Décidemment, vous me faites penser à mon copain Pelotari qui n'arrête de me contredire juste pour le fun.
Encore une fois vous ne semblez pas comprendre ce que je veux dire, ou vous faites exprès de pas comprendre.
Personnellement, en matière de sexualité je pense que chacun peut faire ce qu'il veut si c'est librement consenti par les deux parties. Concernant le mariage, vous êtes tombé sur la bonne personne... J'ai écrit un joli pamphlet contre cette pauvre institution. Je vous invite à lire mes "Pensements" aux éditions Astobelarra (pub).
Concernant le cas précis du livre, le personnage paul Brétigny est un imbécile cupide. Mariage ou pas mariage, enfant ou pas, libertinage, bisexualité, homosexualité, qu'importe. L'important est qu'il faut savoir aimer et il faut dans tous les cas avoir quelques qualités d'empathie et d'amour. Et lui, Paul, il ne sait pas aimer, surtout lorsqu'on décide de se marier avec une femme uniquement pour la dot et parce qu'on est totalement fauché.
Non d'abord il faut que vous lisiez le roman Mme Sophie, parce que là, vous ne comprenez pas le contexte du roman. Après vous regarderez peut-être autrement le sieur Bretigny

jenofa a dit…

Tiens, je viens de découvrir que défendre le petit commerce, c'est être à droite.
Ouh la! Ca veut donc dire que bader Carrefour,avec les autoroutes, le mépris des gens qui n'ont pas de bagnole et des gens qui de toutes manières ne pourraient pas conduire pour s'y rendre et aussi la future suppression des postes de caissières, c'est être gauchiste de chez gauchiste!

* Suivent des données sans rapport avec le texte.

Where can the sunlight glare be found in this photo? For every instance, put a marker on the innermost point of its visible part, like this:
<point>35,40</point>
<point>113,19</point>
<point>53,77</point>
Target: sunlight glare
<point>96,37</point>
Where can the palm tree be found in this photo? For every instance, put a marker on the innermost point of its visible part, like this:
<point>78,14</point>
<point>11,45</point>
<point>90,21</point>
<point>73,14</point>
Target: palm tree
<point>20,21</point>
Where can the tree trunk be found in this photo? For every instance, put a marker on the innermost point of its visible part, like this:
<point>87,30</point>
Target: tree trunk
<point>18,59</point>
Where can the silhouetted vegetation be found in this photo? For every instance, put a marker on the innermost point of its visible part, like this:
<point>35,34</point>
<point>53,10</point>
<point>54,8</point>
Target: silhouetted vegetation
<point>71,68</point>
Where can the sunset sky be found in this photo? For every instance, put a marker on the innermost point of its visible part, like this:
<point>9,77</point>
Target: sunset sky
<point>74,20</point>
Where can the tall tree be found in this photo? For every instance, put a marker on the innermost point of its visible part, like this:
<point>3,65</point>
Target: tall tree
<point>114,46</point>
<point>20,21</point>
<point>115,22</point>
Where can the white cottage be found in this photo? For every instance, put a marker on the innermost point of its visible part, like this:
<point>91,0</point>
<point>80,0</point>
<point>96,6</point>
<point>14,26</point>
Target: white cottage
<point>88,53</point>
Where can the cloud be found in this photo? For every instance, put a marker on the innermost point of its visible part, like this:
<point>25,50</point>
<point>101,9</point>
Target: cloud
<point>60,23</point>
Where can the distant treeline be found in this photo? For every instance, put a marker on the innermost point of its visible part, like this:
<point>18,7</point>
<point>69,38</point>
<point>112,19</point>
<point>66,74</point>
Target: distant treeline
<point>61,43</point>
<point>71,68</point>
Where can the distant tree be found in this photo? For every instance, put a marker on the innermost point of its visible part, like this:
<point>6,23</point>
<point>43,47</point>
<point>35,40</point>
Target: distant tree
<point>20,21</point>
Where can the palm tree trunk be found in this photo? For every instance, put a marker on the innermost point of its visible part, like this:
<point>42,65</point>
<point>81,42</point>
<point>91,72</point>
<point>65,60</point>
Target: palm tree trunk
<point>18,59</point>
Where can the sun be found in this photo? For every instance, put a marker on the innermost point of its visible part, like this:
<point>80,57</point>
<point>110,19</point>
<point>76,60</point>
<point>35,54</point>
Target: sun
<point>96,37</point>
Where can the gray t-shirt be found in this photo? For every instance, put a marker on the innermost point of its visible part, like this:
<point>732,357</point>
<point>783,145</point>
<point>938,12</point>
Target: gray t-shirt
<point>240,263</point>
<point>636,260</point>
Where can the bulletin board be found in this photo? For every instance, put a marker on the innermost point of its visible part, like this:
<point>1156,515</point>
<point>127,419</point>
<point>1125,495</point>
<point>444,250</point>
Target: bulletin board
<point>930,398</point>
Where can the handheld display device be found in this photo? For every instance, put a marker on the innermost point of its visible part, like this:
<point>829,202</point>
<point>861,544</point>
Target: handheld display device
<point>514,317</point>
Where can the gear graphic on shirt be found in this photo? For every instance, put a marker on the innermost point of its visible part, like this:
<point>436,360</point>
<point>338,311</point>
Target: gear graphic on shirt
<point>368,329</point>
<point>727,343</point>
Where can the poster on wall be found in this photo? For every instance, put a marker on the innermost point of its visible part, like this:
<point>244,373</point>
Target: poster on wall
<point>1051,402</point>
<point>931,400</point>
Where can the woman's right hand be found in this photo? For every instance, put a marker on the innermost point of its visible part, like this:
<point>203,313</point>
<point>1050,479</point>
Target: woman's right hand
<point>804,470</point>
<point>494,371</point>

Ca veut dire que je suis à droite toute depuis toujours et que je n'en savais rien! Je me croyais de gauche, dis donc!
En plus, j'ai rien compris à Maupassant et je me vautre dans l'oeuvre d'un auteur Pétainiste!
Et bé, ho!
Il vaut mieux que l'on ne se parle plus, Lurbeltz, tu vas te droitifier à mon contact!
La tête me tourne! Moi, je crois que je vais m'arrêter là!
J'ai déjà assez à faire ailleurs dans ce domaine, tu vois de quoi je parle.